A NOVEL 32 BIT RISC ARCHITECTURE UNIFYING RISC AND DSP

Christoph Baumhof       Frank Müller       Otto Müller       Manfred Schlett

hyperstone electronics GmbH
Am Seerhein 8, D-78467 Konstanz, Germany
cbaumhof@hyperstone.de

ABSTRACT
A novel 32 bit RISC architecture is presented which is the basis of a powerful general purpose microprocessor and in parallel a 16/32 bit fixed point DSP processor. This unifying of RISC and DSP was not achieved by simply using a microprocessor and DSP core, but a new concept for the implementation of DSP processors has been developed. With the architecture presented it has been proven that a DSP processor can be implemented using strictly the RISC design philosophy. Besides providing basic 16 bit fixed point functionality, the architecture implements a set of DSP instructions that support an efficient mapping of common DSP algorithms to the processor.

1. MOTIVATION
The emerging telecommunication and multimedia markets are creating new demands for embedded control performance. More and more applications require both: a microcontroller and a programmable DSP processor. The first step in implementing such systems was the simple and straightforward utilization of two separate processors: one for the controller tasks and one for the DSP algorithms.

The concept presented here narrows the gap between the microcontroller and DSP worlds by integrating a 32 bit microprocessor and a 16 bit fixed point DSP in a single architecture. Besides the advantage of combining the two worlds, this approach offers a simplified system design and reduces the overall costs. In addition, the RISC philosophy [1, 2] offers a clear roadmap to a higher DSP performance with a minimum of gates required for implementing the DSP functionality [3].

2. RISC-BASED DSP
The new concept that we call "RISC-based DSP" aims to rival classic DSP architectures by enhancing a RISC microprocessor by a DSP unit executing the basic expressions of DSP algorithms [2, 4]. This unit has been optimized for 16 bit fixed point arithmetic but also provides support for 32 bit numbers.

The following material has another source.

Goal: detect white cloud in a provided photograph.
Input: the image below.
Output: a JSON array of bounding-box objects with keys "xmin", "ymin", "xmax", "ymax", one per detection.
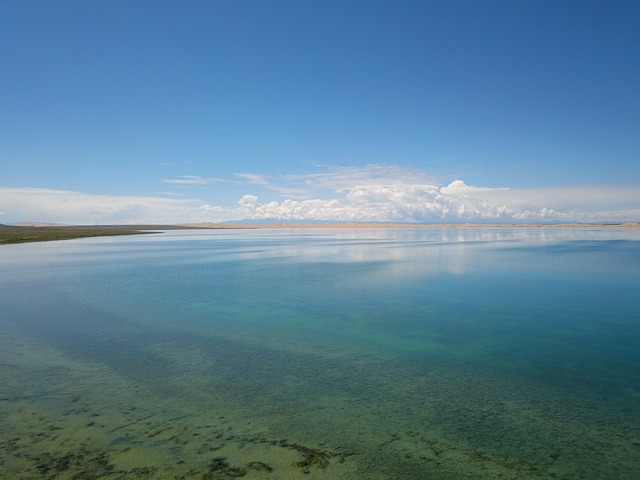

For a successful DSP design, fast execution of the basic DSP expressions alone is not sufficient. Issues like fast loop processing, high data bandwidth and deterministic program flow have to be addressed. Furthermore, the 16 bit data format has to be integrated into the 32 bit architecture in a way that ensures efficient data handling.

2.1. The Basic RISC Architecture
The basic 32 bit RISC architecture provides the following characteristics supporting fast DSP processing:

- simple two stage decode/execute pipeline with single cycle delayed branches
- almost all ALU instructions are single cycle providing fast loop control, address calculation and index updates
- simple 128 byte instruction cache organized as a circular buffer to ensure a deterministic program flow
- pipelined memory access for a high bandwidth and to avoid wait cycles during loading or storing data from external memory to registers and vice versa
- 96 general purpose registers (32 bit) for a high programming flexibility
- register windowing technique for fast interrupt processing and fast parameter passing to subroutines.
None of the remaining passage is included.